Background: In Europe and North America, Parkinson's disease is the major form of parkinsonism; less than 4% of cases are progressive supranuclear palsy (PSP) and about 20% are atypical parkinsonism. The distribution of these subgroups is different in the French West Indies. We aimed to define the clinical and demographic specificity of these disorders in Guadeloupe and to investigate a postulated link with consumption of herbal tea and fruits from the Annonaceae family (Annona muricata and Annona squamosa), which contain neurotoxic benzyltetrahydroisoquinoline alkaloids.
Methods: Between September, 1996, and August, 1998, 87 consecutive patients with parkinsonism were referred to the single neurological department in Guadeloupe. After detailed clinical, neurophysiological, cognitive, and neuroradiological assessment, they were classified by generally accepted criteria as having Parkinson's disease, PSP, or atypical parkinsonism. We compared the amount of tropical fruits and herbal tea consumed by the various parkinsonian subgroups and by frequency-matched controls (patients with benign symptoms and no neurodegenerative disease).
Findings: Of the 87 patients, 22 had Parkinson's disease, 31 had PSP, 30 had atypical parkinsonism, and four had atypical parkinsonism associated with motor neuron disease, 44 of the patients with PSP or atypical parkinsonism were male. The patients with atypical parkinsonism had symmetrical rigidity and bradykinesia, and no levodopa peak-dose dyskinesias. Patients with PSP differed from those with atypical parkinsonism because they had supranuclear vertical down-gaze palsy, severe gait and balance problems, and frontal-lobe syndrome. 29 patients with PSP reported regular consumption of pawpaw fruit, and 26 drank herbal tea. 30 patients with atypical parkinsonism reported regular consumption of pawpaw fruit, and 24 drank herbal tea. Both of these groups consumed significantly more fruit and herbal tea than patients with Parkinson's disease (fruit: odds ratio 23.6; herbal tea: 28.2); and controls (fruit: 20.7; herbal tea: 6.48).

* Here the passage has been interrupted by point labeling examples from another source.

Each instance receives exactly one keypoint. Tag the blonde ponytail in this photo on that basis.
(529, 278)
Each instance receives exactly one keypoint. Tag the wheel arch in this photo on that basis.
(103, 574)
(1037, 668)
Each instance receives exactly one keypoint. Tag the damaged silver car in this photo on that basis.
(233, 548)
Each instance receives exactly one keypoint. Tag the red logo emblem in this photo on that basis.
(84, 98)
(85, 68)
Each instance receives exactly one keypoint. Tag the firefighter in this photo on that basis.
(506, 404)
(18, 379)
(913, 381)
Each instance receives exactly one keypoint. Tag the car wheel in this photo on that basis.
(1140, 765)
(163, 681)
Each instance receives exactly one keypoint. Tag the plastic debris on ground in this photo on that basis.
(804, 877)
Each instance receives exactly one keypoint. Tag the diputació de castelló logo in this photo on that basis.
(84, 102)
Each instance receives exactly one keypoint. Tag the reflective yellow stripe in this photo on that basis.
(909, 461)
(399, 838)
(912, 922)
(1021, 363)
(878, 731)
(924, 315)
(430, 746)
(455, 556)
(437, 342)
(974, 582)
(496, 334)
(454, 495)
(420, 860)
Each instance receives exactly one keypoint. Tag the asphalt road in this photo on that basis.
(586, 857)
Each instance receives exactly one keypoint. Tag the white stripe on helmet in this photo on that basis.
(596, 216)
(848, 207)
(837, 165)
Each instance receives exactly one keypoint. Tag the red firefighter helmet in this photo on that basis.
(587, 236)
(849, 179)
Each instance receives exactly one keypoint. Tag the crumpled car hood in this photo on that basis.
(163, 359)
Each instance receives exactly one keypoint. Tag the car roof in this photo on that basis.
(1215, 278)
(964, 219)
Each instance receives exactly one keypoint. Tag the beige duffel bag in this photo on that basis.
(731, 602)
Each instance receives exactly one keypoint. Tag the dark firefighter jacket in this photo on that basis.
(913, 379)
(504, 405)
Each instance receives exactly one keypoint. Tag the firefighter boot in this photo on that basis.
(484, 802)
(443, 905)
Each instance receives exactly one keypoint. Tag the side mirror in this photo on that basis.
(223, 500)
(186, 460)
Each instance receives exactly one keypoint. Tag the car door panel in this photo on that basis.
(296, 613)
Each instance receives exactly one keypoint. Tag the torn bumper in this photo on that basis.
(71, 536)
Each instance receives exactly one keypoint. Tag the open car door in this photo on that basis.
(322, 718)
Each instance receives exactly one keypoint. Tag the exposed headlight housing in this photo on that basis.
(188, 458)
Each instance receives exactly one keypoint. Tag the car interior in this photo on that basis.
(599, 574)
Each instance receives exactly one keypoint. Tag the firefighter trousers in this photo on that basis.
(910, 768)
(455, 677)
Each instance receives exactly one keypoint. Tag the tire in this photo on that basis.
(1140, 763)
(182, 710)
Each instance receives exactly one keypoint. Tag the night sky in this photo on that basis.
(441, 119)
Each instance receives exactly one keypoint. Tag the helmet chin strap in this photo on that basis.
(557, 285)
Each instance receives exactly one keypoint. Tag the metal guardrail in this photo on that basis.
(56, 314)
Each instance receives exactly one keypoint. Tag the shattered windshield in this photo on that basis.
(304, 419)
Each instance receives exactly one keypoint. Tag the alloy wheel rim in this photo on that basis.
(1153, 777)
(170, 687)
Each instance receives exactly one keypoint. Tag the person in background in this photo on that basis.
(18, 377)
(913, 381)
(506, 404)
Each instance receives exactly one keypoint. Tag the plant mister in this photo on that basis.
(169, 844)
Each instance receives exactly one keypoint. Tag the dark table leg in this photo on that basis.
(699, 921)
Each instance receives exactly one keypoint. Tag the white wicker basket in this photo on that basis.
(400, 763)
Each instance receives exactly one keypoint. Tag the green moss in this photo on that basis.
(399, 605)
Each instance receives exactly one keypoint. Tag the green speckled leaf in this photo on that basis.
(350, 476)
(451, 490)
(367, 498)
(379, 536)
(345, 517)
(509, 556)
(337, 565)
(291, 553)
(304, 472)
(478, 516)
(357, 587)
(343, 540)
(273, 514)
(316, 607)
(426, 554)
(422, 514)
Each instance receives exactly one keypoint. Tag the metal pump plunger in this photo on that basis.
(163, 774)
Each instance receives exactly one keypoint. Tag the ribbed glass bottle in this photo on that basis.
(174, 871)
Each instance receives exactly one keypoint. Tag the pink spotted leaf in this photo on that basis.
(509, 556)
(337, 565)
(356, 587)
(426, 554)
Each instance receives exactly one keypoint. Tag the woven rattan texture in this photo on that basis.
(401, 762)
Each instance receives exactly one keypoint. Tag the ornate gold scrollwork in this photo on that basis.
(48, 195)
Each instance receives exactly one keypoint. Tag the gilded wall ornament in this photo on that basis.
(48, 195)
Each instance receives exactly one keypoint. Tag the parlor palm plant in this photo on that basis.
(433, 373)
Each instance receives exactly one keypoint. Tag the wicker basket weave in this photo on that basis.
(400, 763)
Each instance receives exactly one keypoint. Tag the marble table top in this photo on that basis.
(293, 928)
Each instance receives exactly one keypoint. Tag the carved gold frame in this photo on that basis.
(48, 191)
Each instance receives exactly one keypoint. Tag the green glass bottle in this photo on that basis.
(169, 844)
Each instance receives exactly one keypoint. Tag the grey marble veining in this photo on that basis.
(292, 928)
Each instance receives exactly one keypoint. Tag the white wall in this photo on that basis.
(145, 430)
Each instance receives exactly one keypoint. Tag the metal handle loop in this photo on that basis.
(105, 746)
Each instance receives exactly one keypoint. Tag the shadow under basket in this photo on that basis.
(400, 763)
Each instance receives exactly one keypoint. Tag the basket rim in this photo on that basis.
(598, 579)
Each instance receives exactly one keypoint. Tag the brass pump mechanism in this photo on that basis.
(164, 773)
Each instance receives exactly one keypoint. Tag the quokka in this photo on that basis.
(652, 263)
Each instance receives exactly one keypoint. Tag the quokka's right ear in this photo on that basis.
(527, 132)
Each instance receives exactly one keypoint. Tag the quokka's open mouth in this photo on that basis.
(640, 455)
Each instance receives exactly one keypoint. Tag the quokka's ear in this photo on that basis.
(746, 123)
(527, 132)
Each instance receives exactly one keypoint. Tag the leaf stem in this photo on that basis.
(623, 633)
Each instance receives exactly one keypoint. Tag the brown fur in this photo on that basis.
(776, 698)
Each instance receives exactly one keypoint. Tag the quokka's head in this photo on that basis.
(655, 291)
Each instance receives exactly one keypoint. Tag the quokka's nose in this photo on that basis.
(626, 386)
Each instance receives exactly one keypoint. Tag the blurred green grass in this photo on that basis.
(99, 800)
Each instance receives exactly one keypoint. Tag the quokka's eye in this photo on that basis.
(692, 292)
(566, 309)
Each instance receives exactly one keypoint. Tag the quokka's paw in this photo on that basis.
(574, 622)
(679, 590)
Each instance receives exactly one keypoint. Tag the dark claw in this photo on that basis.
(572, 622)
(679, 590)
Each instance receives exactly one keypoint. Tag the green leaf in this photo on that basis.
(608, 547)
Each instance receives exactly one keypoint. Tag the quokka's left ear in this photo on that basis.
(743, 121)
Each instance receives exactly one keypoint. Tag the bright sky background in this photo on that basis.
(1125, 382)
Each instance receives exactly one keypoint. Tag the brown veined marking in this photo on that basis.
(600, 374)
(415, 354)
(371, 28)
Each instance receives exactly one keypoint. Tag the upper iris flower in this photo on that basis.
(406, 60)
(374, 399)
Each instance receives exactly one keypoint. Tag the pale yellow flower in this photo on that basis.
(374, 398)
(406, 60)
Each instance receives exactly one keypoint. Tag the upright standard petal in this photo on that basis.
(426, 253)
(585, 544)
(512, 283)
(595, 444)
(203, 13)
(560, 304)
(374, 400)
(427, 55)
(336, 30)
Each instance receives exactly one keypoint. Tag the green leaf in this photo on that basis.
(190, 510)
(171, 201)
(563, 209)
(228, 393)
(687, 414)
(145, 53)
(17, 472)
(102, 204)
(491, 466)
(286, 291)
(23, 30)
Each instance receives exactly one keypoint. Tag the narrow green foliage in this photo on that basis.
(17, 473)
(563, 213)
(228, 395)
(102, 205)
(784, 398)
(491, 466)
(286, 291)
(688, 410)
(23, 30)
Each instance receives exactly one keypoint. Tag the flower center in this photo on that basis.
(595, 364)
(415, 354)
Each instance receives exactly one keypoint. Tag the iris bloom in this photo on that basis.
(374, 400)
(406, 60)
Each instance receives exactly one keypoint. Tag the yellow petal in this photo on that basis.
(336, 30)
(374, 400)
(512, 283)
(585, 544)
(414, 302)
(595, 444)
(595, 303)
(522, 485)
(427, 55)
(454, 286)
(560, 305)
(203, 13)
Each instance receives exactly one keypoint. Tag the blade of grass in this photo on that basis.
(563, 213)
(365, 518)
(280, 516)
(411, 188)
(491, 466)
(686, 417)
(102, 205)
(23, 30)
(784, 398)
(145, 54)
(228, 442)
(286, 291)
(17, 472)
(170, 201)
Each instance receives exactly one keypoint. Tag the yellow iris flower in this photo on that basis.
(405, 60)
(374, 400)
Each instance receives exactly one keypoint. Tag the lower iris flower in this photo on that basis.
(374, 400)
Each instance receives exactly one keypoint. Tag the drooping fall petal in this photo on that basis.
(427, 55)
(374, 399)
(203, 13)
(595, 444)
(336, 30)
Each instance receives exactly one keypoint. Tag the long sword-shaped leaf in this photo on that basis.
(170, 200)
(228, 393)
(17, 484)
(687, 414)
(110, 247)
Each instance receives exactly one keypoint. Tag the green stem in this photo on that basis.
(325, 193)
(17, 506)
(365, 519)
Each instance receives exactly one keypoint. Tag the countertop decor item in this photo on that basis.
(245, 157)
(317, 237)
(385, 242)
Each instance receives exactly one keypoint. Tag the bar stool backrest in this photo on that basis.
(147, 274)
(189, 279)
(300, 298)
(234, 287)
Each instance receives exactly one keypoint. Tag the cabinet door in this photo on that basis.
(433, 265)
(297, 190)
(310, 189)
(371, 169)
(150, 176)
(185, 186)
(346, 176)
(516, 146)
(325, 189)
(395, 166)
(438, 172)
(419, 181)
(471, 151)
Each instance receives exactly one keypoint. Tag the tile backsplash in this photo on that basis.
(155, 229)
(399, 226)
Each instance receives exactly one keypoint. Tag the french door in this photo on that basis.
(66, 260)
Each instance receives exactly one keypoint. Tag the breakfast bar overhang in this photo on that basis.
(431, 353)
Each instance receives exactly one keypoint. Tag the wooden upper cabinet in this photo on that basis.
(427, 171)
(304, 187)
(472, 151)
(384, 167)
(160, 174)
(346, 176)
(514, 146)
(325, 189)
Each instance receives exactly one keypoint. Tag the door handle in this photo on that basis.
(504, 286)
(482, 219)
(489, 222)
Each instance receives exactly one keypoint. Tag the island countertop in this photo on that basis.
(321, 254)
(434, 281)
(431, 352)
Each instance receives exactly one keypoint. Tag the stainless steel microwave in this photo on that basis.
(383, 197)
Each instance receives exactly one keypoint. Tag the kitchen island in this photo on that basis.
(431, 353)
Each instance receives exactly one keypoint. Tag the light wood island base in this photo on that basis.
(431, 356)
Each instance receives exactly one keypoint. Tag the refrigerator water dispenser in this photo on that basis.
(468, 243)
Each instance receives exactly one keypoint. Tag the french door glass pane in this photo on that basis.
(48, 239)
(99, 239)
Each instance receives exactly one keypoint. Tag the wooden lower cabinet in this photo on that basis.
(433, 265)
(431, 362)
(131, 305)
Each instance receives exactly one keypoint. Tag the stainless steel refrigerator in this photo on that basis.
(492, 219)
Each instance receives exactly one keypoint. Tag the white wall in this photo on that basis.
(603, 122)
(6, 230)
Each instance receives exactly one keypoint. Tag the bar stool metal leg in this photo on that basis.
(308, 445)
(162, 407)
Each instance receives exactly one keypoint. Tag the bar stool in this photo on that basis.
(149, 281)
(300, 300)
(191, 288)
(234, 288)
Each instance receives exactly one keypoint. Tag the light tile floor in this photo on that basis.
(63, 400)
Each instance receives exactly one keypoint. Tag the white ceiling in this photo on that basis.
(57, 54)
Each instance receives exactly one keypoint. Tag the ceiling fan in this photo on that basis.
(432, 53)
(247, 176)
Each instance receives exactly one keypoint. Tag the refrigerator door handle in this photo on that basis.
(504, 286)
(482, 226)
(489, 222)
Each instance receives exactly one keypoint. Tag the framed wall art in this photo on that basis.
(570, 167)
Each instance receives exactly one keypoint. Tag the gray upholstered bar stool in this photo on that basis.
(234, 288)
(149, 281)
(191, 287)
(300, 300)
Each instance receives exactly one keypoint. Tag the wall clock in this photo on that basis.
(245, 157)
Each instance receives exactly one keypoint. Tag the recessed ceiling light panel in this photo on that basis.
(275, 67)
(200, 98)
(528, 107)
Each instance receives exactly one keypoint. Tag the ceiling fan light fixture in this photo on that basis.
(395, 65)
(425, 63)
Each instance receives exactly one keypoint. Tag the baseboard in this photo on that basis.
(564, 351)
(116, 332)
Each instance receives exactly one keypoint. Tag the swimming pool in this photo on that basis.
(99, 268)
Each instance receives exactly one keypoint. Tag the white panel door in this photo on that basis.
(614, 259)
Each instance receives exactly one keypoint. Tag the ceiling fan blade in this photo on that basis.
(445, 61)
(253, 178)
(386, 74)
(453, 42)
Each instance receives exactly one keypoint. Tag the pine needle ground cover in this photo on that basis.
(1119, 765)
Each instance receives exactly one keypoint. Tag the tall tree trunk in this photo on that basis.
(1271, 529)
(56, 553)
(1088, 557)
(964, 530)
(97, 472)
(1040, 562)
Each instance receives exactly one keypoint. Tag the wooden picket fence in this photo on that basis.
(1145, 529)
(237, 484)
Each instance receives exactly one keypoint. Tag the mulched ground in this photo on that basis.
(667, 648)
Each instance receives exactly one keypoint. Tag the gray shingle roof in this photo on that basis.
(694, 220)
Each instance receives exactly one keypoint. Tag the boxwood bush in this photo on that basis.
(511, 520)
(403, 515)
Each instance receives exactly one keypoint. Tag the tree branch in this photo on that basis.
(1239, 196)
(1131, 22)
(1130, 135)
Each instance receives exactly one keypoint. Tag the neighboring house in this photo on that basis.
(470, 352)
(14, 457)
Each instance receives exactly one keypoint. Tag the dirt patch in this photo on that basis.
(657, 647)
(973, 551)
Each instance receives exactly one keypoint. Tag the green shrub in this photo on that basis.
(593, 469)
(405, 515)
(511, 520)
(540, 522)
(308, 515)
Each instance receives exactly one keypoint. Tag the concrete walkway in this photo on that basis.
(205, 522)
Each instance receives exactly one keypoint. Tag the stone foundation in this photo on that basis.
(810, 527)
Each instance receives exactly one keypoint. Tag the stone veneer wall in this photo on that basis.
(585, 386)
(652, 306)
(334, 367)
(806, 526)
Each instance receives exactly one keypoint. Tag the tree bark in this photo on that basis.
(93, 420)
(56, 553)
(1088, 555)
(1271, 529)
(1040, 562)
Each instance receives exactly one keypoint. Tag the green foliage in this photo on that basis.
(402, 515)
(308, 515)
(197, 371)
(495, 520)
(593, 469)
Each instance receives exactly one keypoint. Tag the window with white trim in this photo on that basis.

Interpretation: Our study confirms the over-representation of atypical parkinsonism and PSP in patients with parkinsonism in the French West Indies. Chronic exposure to neurotoxic alkaloids could be an important aetiological factor because these compounds induce parkinsonism in animals. A larger epidemiological study, to clarify the link between these fruits with atypical parkinsonism and PSP, is proposed.